Statement on the Department of Homeland Security’s Changes to the Deferred Action for Childhood Arrivals

By USCRI April 13, 2020

Arlington, Va—The U.S. Committee for Refugees and Immigrants (USCRI) expresses its grave concern about the decision made by Acting Secretary of Homeland Security (DHS) Chad F. Wolf to defy the Supreme Court’s recent ruling on the Deferred Action for Childhood Arrivals (DACA). This ruling ordered the Administration to fully restore DACA, allowing some 700,000 immigrants who came to the here as children to live and work in the U.S. legally.

Following the Court’s decision, Mr. Wolf announced that the DHS will make the following immediate changes to DACA:

  • Reject all initial requests for DACA and associated applications for Employment Authorization Documents;
  • Reject new and pending requests for advanced parole absent exceptional circumstances; and,
  • Limit the period of renewed deferred action granted pursuant to the DACA policy after the issuance of this memorandum to one year.
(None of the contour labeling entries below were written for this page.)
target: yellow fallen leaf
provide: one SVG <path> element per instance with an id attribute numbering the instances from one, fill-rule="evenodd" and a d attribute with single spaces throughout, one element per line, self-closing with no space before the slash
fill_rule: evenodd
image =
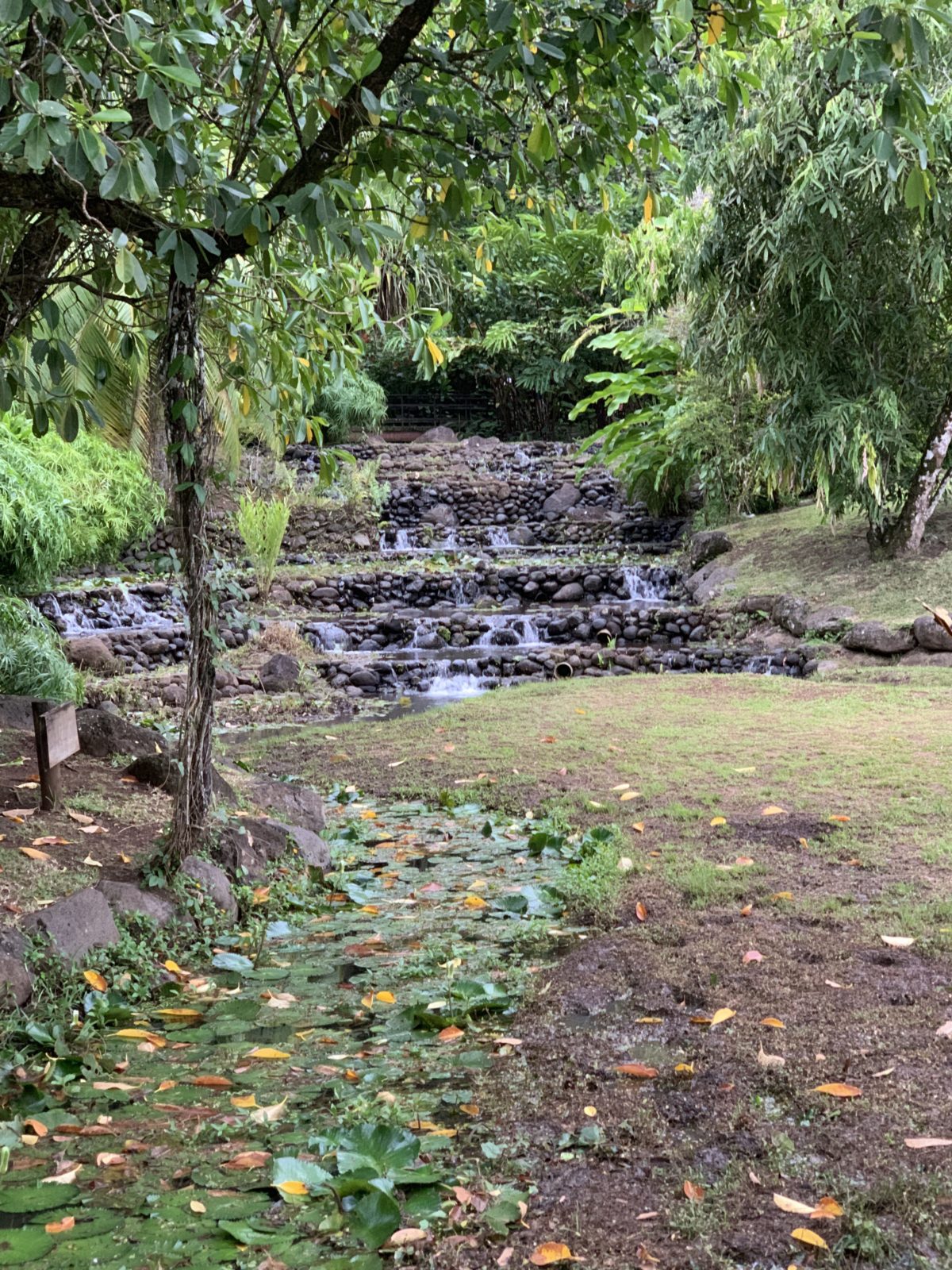
<path id="1" fill-rule="evenodd" d="M 796 1231 L 791 1231 L 790 1237 L 791 1240 L 796 1240 L 797 1243 L 806 1243 L 811 1248 L 829 1248 L 829 1243 L 821 1234 L 809 1231 L 805 1226 L 798 1226 Z"/>

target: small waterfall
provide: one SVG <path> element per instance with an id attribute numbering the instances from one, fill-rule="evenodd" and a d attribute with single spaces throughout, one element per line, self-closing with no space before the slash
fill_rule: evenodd
<path id="1" fill-rule="evenodd" d="M 622 575 L 625 577 L 625 589 L 628 592 L 628 599 L 632 603 L 647 601 L 656 605 L 666 598 L 655 583 L 650 578 L 646 578 L 636 565 L 623 565 Z"/>
<path id="2" fill-rule="evenodd" d="M 421 695 L 424 697 L 479 697 L 485 691 L 486 685 L 479 674 L 472 674 L 468 671 L 452 671 L 449 662 L 443 662 Z"/>

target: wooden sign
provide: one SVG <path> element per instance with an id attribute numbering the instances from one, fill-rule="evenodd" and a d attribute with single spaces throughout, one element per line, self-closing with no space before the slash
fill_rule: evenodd
<path id="1" fill-rule="evenodd" d="M 60 801 L 60 763 L 80 748 L 76 707 L 34 701 L 33 732 L 37 739 L 37 763 L 39 765 L 39 805 L 44 812 L 51 812 Z"/>

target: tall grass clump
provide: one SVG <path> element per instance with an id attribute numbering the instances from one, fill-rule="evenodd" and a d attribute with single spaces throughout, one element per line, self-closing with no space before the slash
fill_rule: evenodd
<path id="1" fill-rule="evenodd" d="M 253 498 L 242 494 L 235 526 L 251 558 L 258 592 L 267 599 L 274 584 L 281 544 L 288 527 L 291 508 L 282 498 Z"/>
<path id="2" fill-rule="evenodd" d="M 114 560 L 164 512 L 161 488 L 131 451 L 89 432 L 74 442 L 55 432 L 34 437 L 24 418 L 0 417 L 0 580 L 8 589 Z"/>
<path id="3" fill-rule="evenodd" d="M 83 676 L 66 660 L 58 632 L 17 596 L 0 596 L 0 693 L 83 701 Z"/>
<path id="4" fill-rule="evenodd" d="M 344 371 L 317 399 L 317 414 L 324 419 L 324 442 L 347 441 L 352 432 L 380 432 L 387 418 L 387 395 L 362 371 Z"/>

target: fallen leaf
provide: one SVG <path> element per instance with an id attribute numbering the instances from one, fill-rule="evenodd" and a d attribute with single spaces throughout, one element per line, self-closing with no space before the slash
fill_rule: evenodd
<path id="1" fill-rule="evenodd" d="M 829 1243 L 817 1234 L 815 1231 L 809 1231 L 805 1226 L 798 1226 L 796 1231 L 790 1232 L 791 1240 L 796 1240 L 797 1243 L 806 1243 L 811 1248 L 829 1248 Z"/>
<path id="2" fill-rule="evenodd" d="M 721 1010 L 715 1010 L 711 1019 L 711 1026 L 716 1027 L 718 1024 L 726 1024 L 729 1019 L 732 1019 L 736 1015 L 736 1010 L 729 1010 L 726 1006 Z"/>
<path id="3" fill-rule="evenodd" d="M 63 1217 L 60 1222 L 47 1222 L 43 1229 L 47 1234 L 62 1234 L 63 1231 L 71 1231 L 75 1224 L 75 1217 Z"/>
<path id="4" fill-rule="evenodd" d="M 561 1261 L 578 1261 L 569 1251 L 567 1243 L 539 1243 L 529 1257 L 534 1266 L 557 1266 Z"/>
<path id="5" fill-rule="evenodd" d="M 426 1238 L 426 1232 L 421 1231 L 419 1226 L 405 1226 L 402 1231 L 393 1231 L 390 1236 L 390 1245 L 395 1248 L 402 1248 L 407 1243 L 419 1243 L 420 1240 Z"/>
<path id="6" fill-rule="evenodd" d="M 30 860 L 52 860 L 53 859 L 52 856 L 48 856 L 46 853 L 46 851 L 39 851 L 37 847 L 20 847 L 20 852 L 24 856 L 29 856 Z"/>
<path id="7" fill-rule="evenodd" d="M 797 1217 L 810 1217 L 816 1206 L 815 1204 L 803 1204 L 798 1199 L 788 1199 L 787 1195 L 778 1195 L 776 1191 L 773 1201 L 784 1213 L 795 1213 Z"/>

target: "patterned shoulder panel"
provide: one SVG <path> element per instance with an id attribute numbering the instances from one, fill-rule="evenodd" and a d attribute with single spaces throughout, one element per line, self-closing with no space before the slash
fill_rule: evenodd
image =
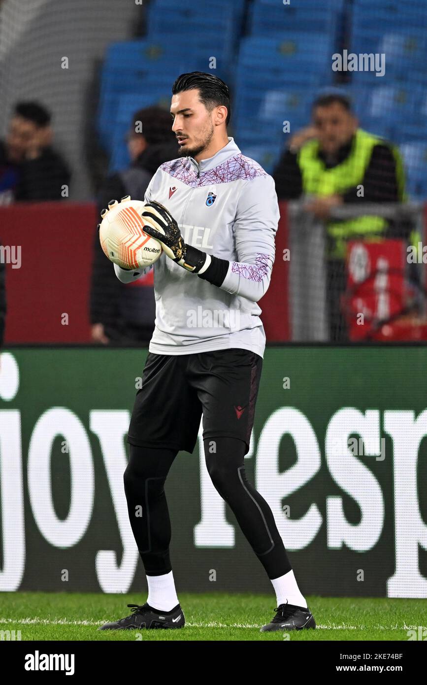
<path id="1" fill-rule="evenodd" d="M 238 181 L 241 179 L 254 179 L 257 176 L 268 175 L 261 164 L 255 160 L 251 160 L 250 157 L 245 157 L 241 152 L 230 157 L 214 169 L 203 171 L 200 178 L 197 177 L 190 162 L 183 158 L 166 162 L 161 164 L 160 169 L 192 188 L 210 186 L 213 184 L 231 183 L 232 181 Z"/>

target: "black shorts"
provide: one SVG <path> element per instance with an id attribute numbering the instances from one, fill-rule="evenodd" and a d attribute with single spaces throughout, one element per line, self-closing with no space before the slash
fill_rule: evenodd
<path id="1" fill-rule="evenodd" d="M 148 352 L 127 442 L 192 453 L 203 438 L 237 438 L 249 451 L 262 358 L 240 348 L 192 354 Z"/>

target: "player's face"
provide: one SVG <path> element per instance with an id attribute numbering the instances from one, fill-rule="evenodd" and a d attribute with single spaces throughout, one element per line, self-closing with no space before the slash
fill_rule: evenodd
<path id="1" fill-rule="evenodd" d="M 327 107 L 317 107 L 313 124 L 322 150 L 333 153 L 348 142 L 357 127 L 357 120 L 339 102 Z"/>
<path id="2" fill-rule="evenodd" d="M 196 157 L 209 146 L 214 136 L 212 112 L 200 101 L 198 93 L 198 89 L 184 90 L 172 97 L 172 130 L 178 140 L 180 157 Z"/>
<path id="3" fill-rule="evenodd" d="M 20 162 L 37 134 L 38 127 L 32 121 L 22 116 L 13 116 L 10 120 L 6 138 L 8 155 L 12 162 Z"/>

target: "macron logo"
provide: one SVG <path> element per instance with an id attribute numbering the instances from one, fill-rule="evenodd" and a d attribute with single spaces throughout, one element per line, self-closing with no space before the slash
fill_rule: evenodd
<path id="1" fill-rule="evenodd" d="M 246 407 L 241 407 L 239 404 L 237 407 L 234 408 L 234 410 L 236 412 L 236 416 L 240 419 L 243 412 L 244 412 Z"/>

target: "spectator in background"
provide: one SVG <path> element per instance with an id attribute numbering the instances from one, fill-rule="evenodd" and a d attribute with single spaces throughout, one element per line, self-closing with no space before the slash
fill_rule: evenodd
<path id="1" fill-rule="evenodd" d="M 37 102 L 19 102 L 0 141 L 0 204 L 60 200 L 70 171 L 52 148 L 51 114 Z M 68 197 L 68 193 L 65 197 Z"/>
<path id="2" fill-rule="evenodd" d="M 279 199 L 311 196 L 305 210 L 326 222 L 330 338 L 345 340 L 340 296 L 346 285 L 347 242 L 381 240 L 391 237 L 393 229 L 397 237 L 396 227 L 372 215 L 332 221 L 330 212 L 347 203 L 402 201 L 400 155 L 390 143 L 359 127 L 345 96 L 328 95 L 314 102 L 311 125 L 291 138 L 272 175 Z"/>
<path id="3" fill-rule="evenodd" d="M 169 112 L 159 107 L 135 112 L 127 136 L 131 164 L 106 179 L 97 199 L 99 216 L 112 199 L 130 195 L 132 199 L 144 200 L 147 186 L 160 164 L 178 157 L 172 124 Z M 110 341 L 147 342 L 155 318 L 153 271 L 134 284 L 121 283 L 101 249 L 96 230 L 90 295 L 92 340 L 103 345 Z"/>

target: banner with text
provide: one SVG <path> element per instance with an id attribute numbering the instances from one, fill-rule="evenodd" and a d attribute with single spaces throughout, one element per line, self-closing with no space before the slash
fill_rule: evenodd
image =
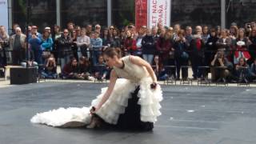
<path id="1" fill-rule="evenodd" d="M 137 30 L 142 26 L 147 26 L 147 1 L 135 0 L 135 26 Z"/>
<path id="2" fill-rule="evenodd" d="M 0 0 L 0 26 L 4 26 L 8 31 L 8 2 L 7 0 Z"/>
<path id="3" fill-rule="evenodd" d="M 149 0 L 148 26 L 156 26 L 158 22 L 170 26 L 170 0 Z"/>

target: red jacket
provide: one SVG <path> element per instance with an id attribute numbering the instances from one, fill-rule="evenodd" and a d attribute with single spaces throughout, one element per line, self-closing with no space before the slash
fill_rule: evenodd
<path id="1" fill-rule="evenodd" d="M 131 38 L 126 38 L 124 42 L 124 47 L 128 50 L 136 50 L 137 46 L 135 39 Z"/>
<path id="2" fill-rule="evenodd" d="M 160 57 L 163 59 L 169 57 L 169 53 L 172 48 L 172 43 L 170 39 L 165 39 L 164 38 L 159 38 L 157 42 L 157 50 Z"/>

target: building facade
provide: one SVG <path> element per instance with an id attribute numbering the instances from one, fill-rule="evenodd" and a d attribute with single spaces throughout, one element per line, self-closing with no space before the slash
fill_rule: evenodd
<path id="1" fill-rule="evenodd" d="M 239 26 L 256 21 L 256 0 L 170 0 L 171 25 L 229 25 Z M 9 23 L 25 27 L 27 0 L 8 0 Z M 79 26 L 99 23 L 122 27 L 134 23 L 134 0 L 30 0 L 29 24 L 39 29 L 55 24 L 66 27 L 74 22 Z M 223 3 L 224 2 L 224 3 Z M 224 9 L 221 9 L 222 5 Z M 224 18 L 223 18 L 224 17 Z M 222 22 L 222 21 L 225 22 Z M 223 24 L 224 23 L 224 24 Z M 225 24 L 226 23 L 226 24 Z M 9 24 L 10 25 L 10 24 Z M 10 27 L 11 25 L 10 25 Z"/>

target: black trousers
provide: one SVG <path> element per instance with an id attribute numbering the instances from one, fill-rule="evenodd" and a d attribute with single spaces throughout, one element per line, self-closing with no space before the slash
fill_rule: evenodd
<path id="1" fill-rule="evenodd" d="M 141 106 L 138 104 L 138 90 L 139 86 L 138 86 L 134 92 L 131 94 L 132 98 L 128 100 L 128 106 L 126 108 L 125 113 L 119 115 L 118 123 L 116 125 L 111 125 L 104 122 L 104 127 L 141 131 L 150 131 L 153 130 L 153 122 L 141 121 Z"/>

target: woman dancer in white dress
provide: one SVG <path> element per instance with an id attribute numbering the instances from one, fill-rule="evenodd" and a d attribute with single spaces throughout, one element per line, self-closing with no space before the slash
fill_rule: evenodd
<path id="1" fill-rule="evenodd" d="M 107 125 L 122 130 L 151 130 L 161 115 L 162 97 L 150 65 L 136 56 L 121 58 L 119 49 L 107 48 L 103 57 L 113 68 L 110 84 L 92 101 L 90 110 L 60 108 L 38 114 L 30 121 L 60 127 Z"/>

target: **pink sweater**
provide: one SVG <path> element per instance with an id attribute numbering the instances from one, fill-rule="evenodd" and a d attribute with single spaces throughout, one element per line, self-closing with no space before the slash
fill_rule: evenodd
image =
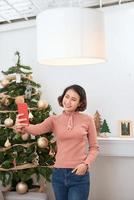
<path id="1" fill-rule="evenodd" d="M 90 166 L 99 152 L 94 121 L 91 116 L 79 112 L 50 116 L 40 124 L 29 125 L 25 131 L 33 135 L 55 134 L 54 167 L 57 168 L 75 168 L 80 163 Z"/>

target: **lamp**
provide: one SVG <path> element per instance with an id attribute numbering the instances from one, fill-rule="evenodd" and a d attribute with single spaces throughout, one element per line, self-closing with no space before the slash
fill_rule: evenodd
<path id="1" fill-rule="evenodd" d="M 45 65 L 105 61 L 104 19 L 99 10 L 51 8 L 37 16 L 37 59 Z"/>

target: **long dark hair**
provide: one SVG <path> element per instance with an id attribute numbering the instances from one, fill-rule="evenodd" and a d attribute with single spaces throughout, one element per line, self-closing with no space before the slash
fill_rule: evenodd
<path id="1" fill-rule="evenodd" d="M 63 107 L 62 104 L 63 98 L 66 92 L 70 89 L 74 90 L 80 96 L 80 106 L 76 109 L 76 111 L 84 111 L 87 107 L 87 98 L 84 88 L 82 88 L 80 85 L 70 85 L 67 88 L 65 88 L 62 95 L 58 97 L 59 105 Z"/>

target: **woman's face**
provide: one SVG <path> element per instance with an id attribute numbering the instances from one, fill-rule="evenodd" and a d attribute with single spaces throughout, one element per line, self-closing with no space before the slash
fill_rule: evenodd
<path id="1" fill-rule="evenodd" d="M 80 96 L 73 89 L 67 90 L 62 100 L 64 111 L 74 112 L 80 106 Z"/>

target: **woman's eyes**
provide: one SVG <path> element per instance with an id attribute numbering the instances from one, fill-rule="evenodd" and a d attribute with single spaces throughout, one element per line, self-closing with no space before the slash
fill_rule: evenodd
<path id="1" fill-rule="evenodd" d="M 66 99 L 69 99 L 69 96 L 65 96 Z M 77 99 L 71 98 L 72 101 L 77 101 Z"/>

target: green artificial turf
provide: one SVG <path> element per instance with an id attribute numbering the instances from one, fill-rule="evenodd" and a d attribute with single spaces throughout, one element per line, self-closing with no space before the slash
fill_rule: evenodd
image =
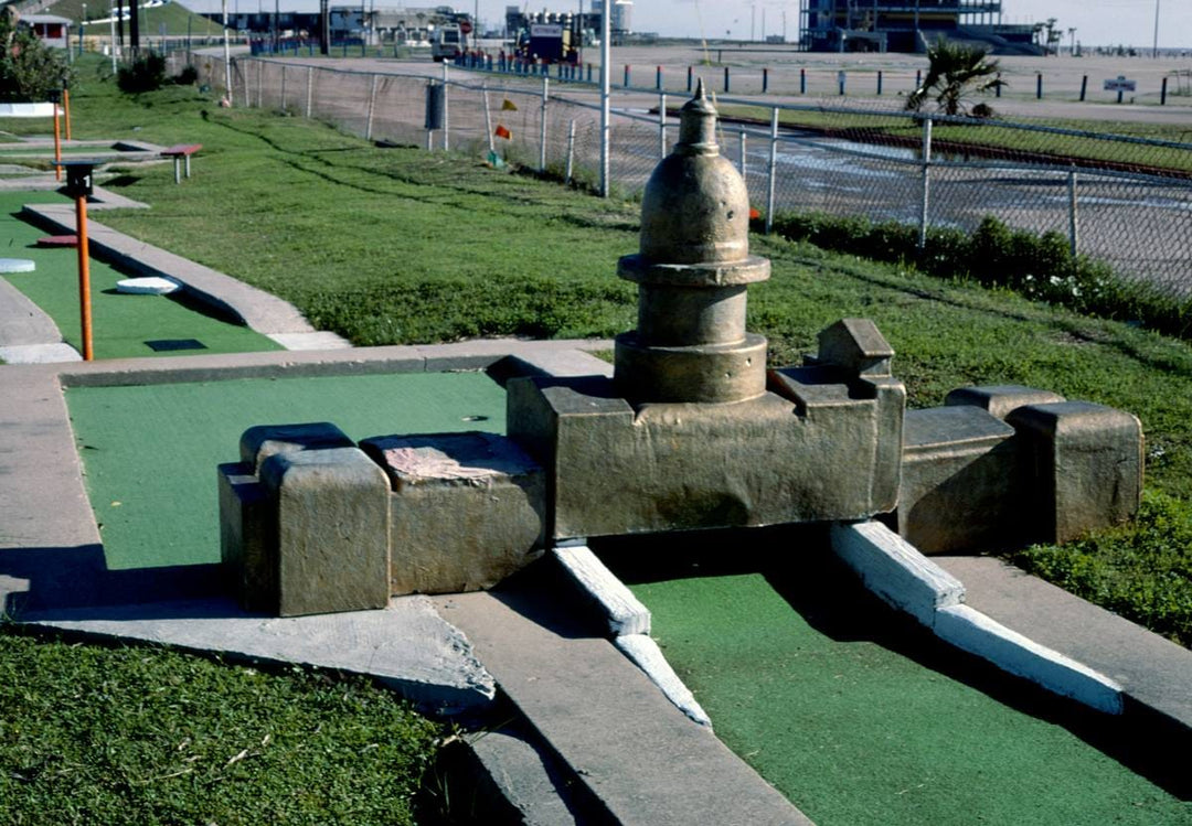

These changes will effectually rescind the program and make it easier for the Administration to deport DACA recipients in the future. The egregiousness of DHS in defying the Court’s decision is an affront to our humanitarian values, our faith in the will of the people, and our constitutional order.

The young people under DACA, called “Dreamers,” were brought to the U.S. as children and exercised no agency in this decision. Their admission to the DACA program is based on a strict criteria: you must have resided in the U.S. continuously since June 15, 2007; had come to the U.S. before your 16th birthday; are physically present in the U.S.; and are in school, have graduated from high school in the U.S., or have a GED; and have no criminal record.

It is also clear that the American people not only support the continuance of DACA but a path to citizenship for DACA recipients. Polling consistently shows that three-fourths of American voters nationwide and across party lines are emphatically in support of citizenship for Dreamers.

The Dreamers know no other country than the U.S. and the psychosocial effect of their deportation to a foreign country can be irreparable. So, too, is the effect on our national identity.

“DHS’s decision is at odds with America’s rule of the law, the will of the American people, and our basic humanity. The Dreamers were brought to the U.S. by their families as young children and grew up as neighbors and friends of our children. They are now taking their place as the next generation to build on America’s potential,” said Eskinder Negash, USCRI’s President and CEO.

“Deporting the young people who know no other home than the one they grew up in can be seen as nothing short of malice,” he added.

USCRI calls upon DHS to do the right thing—respect the rule of law, the will of the American people and the humanity of these young people.